Let me repeat this for the benefit of Mike, Jed and Mr. Diamond: YOU DO NOT NEED SOIL TO GROW BIOMASS. Sure it is nice to have it so that the egrass doesn't float off - but there is nothing magic or sacred in soil - hydroponics proved this years ago.
 
Give these plants enough sun, water, nitrogen and a very small amount of water soluble minerals and they will - not just grow, but flourish. Apparently Jared forgot to mentioned the hydroponics + nuclear fertilizer angle. But he is not looking for real answers - just some added drama to sell more hardbacks.
 
> The system depends upon cheap fossil fuel energy, mainly oil.
 
Absolutely not! Cheap oil is history. Forget about-it, as they say in Joisy. 
 
If you do not have much coal - then hydro, nuclear and wind are you best options. China has coal but they are moving rapidly to hydro (best option even when you have to displace millions), and rapidly into nuclear (best option outside the USA) and some wind (best option in the USA due to over-regulation of nuclear, and the fact we already have maximized hydro).
 
> It isn't just Pimentel.
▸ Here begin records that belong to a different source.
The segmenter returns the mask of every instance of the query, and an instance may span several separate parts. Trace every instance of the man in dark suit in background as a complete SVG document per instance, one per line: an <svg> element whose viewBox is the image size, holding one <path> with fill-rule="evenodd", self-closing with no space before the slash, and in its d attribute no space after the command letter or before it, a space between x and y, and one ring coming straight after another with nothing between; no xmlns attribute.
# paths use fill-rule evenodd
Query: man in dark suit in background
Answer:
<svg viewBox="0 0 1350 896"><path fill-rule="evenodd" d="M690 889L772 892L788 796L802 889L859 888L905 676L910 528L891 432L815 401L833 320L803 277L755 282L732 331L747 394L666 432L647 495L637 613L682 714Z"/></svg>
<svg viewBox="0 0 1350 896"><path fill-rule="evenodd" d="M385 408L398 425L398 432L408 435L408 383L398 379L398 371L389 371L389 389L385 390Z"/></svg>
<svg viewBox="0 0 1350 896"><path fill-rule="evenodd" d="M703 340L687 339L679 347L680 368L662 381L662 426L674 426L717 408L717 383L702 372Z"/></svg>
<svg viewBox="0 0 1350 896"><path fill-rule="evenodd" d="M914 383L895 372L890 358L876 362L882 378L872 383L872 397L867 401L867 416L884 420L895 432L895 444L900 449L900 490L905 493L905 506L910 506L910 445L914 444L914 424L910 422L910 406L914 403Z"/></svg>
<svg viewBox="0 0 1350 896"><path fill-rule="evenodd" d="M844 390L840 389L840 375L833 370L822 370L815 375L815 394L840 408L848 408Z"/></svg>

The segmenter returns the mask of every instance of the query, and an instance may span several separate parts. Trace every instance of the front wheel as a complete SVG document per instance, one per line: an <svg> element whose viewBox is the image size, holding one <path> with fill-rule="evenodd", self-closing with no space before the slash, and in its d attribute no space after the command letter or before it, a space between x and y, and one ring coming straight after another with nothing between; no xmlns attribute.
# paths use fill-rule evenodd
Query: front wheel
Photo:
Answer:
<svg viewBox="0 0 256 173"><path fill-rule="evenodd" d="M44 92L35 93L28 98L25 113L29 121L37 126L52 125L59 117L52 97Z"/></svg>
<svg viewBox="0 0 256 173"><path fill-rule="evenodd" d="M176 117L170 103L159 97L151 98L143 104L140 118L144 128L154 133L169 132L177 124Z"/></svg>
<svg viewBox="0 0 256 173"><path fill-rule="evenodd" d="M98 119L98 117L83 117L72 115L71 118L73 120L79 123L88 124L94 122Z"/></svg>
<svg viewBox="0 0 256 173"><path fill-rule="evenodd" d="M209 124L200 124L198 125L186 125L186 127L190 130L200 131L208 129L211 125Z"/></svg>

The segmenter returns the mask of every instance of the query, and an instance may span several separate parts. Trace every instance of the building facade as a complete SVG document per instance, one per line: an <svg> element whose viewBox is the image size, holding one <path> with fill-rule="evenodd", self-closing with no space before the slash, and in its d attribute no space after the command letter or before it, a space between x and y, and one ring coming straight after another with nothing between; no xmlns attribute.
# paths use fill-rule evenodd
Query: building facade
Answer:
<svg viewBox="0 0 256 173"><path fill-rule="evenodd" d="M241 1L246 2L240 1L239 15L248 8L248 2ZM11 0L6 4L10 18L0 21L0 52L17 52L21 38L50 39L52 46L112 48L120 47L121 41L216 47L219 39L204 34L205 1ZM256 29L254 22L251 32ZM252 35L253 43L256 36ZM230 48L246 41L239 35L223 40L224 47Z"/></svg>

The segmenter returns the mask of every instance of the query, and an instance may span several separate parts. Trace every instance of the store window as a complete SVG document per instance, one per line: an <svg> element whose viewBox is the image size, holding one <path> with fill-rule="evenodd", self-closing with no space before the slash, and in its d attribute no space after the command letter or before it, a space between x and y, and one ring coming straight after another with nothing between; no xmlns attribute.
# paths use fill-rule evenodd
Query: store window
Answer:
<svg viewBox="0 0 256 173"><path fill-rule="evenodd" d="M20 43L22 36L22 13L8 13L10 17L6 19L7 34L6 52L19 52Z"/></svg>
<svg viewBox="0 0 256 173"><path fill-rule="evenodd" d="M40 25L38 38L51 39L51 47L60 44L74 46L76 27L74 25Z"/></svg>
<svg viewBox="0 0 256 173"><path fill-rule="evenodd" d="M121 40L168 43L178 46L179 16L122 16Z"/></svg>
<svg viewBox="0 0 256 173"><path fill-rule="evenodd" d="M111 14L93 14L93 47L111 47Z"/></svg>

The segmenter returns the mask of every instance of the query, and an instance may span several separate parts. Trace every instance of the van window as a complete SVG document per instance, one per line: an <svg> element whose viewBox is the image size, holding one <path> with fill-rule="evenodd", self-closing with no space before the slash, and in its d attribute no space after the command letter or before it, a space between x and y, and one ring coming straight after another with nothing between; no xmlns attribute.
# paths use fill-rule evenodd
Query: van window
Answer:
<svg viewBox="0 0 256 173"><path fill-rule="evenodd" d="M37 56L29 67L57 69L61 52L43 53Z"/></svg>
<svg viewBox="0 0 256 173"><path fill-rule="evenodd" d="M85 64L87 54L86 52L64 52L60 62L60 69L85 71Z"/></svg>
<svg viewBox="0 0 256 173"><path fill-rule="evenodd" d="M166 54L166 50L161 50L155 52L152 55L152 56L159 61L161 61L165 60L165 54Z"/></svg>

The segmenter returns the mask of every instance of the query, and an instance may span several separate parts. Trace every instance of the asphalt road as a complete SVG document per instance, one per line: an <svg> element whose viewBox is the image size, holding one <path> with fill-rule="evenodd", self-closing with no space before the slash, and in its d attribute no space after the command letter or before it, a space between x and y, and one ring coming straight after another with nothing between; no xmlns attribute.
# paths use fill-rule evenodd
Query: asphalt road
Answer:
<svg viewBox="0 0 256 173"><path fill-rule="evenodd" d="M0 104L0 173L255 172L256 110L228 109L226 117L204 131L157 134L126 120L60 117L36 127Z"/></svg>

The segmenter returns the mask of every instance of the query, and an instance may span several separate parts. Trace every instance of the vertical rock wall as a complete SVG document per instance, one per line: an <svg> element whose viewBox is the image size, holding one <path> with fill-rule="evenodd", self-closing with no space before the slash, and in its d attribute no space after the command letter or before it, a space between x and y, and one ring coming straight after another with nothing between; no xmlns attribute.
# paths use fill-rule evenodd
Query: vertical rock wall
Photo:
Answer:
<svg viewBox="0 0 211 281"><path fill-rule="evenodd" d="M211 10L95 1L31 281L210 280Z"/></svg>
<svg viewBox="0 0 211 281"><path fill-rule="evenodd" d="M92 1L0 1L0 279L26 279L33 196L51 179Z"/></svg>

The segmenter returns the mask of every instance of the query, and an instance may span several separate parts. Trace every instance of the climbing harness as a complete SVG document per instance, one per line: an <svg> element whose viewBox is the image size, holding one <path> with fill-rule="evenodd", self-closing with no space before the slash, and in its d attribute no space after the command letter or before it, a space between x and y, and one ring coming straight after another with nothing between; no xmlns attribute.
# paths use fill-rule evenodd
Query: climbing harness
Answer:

You are also contradicting Jared Diamond and
> thousands of agricultural experts, biologists and ecologists worldwide say
> that agriculture is not renewable, it is destroying the land, and that in a
> few hundred more years land everywhere will look like it does in Iraq --
 
I like to read Jared Diamond, and agree that he is no racist.
 
That would hurt his book sales. But he should in no way be considered to be a top-level scientist or agronomist either... basically he is a good science-journalists, and a good writer - out to sell as many books as possible by creating drama where there is no drama.... and, yes the both of us can identify with that ;-0
 
... but for everyone of these "thousands" of experts that you mention, there are just as many, or more, equally sane and less-dramatic but non-alarmist agricultural experts, biologists and ecologists worldwide who realize that humans have been intensely farming some areas for thousands of years with no degradation in productivity.
 
Parts of Italy have been intensely farmed for 4000 years and in the Nile Delta for 7000 years (of course it gets naturally replenished). You can replenish naturally or you can replenish with a floating nuclear ammonium plants. BTW - don't bother to tell Jared - he is off on his next expose and will not want to realize he has blown this one.

> the former Golden Crescent.
 
Do you mean the "Fertile Crescent" ?
 
Hey you can screw up any good farm land with bad farming practices. That should be Jared's message - "don't use bad farming methods" and replenish the land -
 
... but not "don't farm" or "don't farm intensely."